Le consegne trimestrali sono state impattate dalle scelte di allocazione geografica operate da Ferrari in funzione del ritmo di introduzione dei singoli modelli. Di conseguenza, la regione EMEA ha registrato una flessione del 3,8%, le Americhe sono rimaste pressoché invariate, la Cina Continentale, Hong Kong e Taiwan hanno riportato una forte performance del 424,3%, sostenuta dall’arrivo di nuovi modelli e accentuata da un confronto favorevole con l’anno precedente, mentre la regione Resto dell’APAC ha subito una flessione del 16,6%.
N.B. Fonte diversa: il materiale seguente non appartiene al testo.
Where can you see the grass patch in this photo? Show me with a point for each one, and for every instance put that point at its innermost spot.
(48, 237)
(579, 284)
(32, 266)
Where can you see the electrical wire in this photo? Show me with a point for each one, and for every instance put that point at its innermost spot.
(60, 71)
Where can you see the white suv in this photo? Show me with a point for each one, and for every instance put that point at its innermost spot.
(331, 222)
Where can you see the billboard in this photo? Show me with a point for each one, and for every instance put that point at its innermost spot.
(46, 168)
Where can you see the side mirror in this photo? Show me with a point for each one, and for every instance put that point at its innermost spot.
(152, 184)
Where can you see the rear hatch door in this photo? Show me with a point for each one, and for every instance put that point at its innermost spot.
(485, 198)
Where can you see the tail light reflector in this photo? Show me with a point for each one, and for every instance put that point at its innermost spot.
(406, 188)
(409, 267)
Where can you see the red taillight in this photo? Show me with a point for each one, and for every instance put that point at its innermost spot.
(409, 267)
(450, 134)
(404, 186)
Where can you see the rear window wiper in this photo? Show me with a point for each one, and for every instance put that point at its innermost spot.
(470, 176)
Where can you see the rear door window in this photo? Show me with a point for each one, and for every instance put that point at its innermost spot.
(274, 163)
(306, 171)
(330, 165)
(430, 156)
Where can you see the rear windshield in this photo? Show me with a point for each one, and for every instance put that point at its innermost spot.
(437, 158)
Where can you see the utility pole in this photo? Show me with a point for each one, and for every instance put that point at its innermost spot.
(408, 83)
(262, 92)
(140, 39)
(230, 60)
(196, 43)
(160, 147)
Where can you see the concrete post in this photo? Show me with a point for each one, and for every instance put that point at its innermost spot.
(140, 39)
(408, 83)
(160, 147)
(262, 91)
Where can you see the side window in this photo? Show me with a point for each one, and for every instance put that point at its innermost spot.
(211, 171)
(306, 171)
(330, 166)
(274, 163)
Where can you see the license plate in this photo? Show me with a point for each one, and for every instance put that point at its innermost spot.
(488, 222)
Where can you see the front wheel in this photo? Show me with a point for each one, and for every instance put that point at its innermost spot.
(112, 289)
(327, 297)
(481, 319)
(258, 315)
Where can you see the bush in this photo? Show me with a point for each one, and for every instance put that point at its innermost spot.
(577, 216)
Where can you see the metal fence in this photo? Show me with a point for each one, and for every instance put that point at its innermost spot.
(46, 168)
Nel primo trimestre 2021 i ricavi netti sono stati pari a Euro 1.011 milioni, in crescita del 10,8% a cambi costanti. L’aumento dei ricavi da Automobili e parti di ricambio a Euro 855 milioni (+8,5% o +11,0% a cambi
costanti è stato generato principalmente dal forte arricchimento del mix di prodotto. L’incremento dei ricavi dei Motori (Euro 45 milioni, in crescita del 37,8%, anche a cambi costanti) rispecchia l’aumento delle consegne a Maserati e, in misura minore, la fornitura di motori ad altre scuderie di Formula 1.
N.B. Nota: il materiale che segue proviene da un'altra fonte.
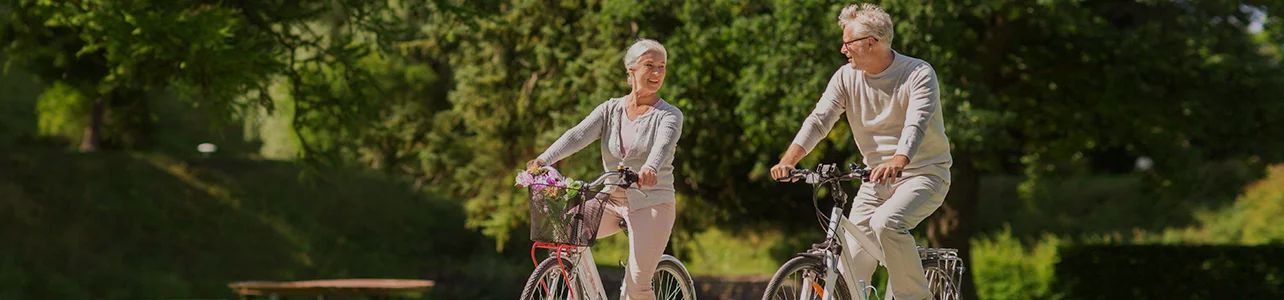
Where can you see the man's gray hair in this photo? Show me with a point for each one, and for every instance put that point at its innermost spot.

Commentando i risultati e le prospettive, il Presidente e Amministratore Delegato ad interim John Elkann ha dichiarato: “Questa forte partenza d’anno è promettente per il resto del 2021, testimonia la resilienza del nostro modello di business e lo straordinario lavoro delle donne e degli uomini della Ferrari. Guardando al futuro, ci aspettiamo che l’approccio prudenziale adottato nel 2020, e che continua nel 2021, nel modificare i nostri investimenti in risposta all'emergenza da Covid-19 posticiperà di un anno il raggiungimento della nostra guidance 2022. Tuttavia, la robustezza del nostro portafoglio ordini e i nuovi eccezionali modelli che lanceremo negli anni a venire forniscono una base solida sulla quale costruire le nostre future ambizioni.”
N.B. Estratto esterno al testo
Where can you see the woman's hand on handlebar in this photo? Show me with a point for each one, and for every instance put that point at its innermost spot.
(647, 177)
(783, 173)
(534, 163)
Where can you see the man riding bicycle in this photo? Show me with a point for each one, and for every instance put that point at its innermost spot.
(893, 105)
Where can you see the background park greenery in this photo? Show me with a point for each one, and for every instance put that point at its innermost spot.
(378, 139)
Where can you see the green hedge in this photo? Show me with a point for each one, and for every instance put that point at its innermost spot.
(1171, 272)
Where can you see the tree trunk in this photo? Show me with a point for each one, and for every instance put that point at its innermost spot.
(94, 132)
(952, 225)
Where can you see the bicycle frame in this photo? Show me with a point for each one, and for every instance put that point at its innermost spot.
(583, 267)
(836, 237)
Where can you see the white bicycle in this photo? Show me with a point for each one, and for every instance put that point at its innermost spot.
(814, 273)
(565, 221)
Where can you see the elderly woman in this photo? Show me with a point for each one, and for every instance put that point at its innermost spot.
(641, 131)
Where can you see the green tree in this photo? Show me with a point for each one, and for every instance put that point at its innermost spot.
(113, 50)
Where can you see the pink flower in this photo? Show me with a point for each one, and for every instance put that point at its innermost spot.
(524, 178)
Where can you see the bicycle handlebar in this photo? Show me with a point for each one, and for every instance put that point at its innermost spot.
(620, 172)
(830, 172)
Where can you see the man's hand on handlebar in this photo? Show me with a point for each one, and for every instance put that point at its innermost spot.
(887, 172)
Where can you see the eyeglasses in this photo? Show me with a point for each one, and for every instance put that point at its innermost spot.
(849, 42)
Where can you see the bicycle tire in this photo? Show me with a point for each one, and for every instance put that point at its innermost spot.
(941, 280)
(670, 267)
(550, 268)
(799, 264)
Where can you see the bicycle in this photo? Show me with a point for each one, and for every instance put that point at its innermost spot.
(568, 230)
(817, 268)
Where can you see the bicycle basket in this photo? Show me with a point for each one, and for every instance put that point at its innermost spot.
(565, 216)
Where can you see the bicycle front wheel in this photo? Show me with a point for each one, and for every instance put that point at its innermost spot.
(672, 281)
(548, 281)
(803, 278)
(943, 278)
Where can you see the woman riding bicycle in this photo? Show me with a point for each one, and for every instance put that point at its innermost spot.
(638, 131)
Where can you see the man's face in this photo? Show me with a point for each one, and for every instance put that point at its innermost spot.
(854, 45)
L’aumento dei ricavi da Sponsorizzazioni, proventi commerciali e relativi al marchio (Euro 91 milioni, +1,4% o +2,6% a cambi costanti), attribuibile alle migliori prospettive per il calendario di Formula 1, è stato in parte compensato dal posizionamento inferiore nel campionato dell’anno precedente e dal calo delle attività legate al marchio a causa della pandemia da Covid-19. I cambi - inclusi quelli di transazione, di conversione e comprensivi delle operazioni di copertura - hanno avuto un impatto negativo per Euro 22 milioni (in particolare il Dollaro Statunitense).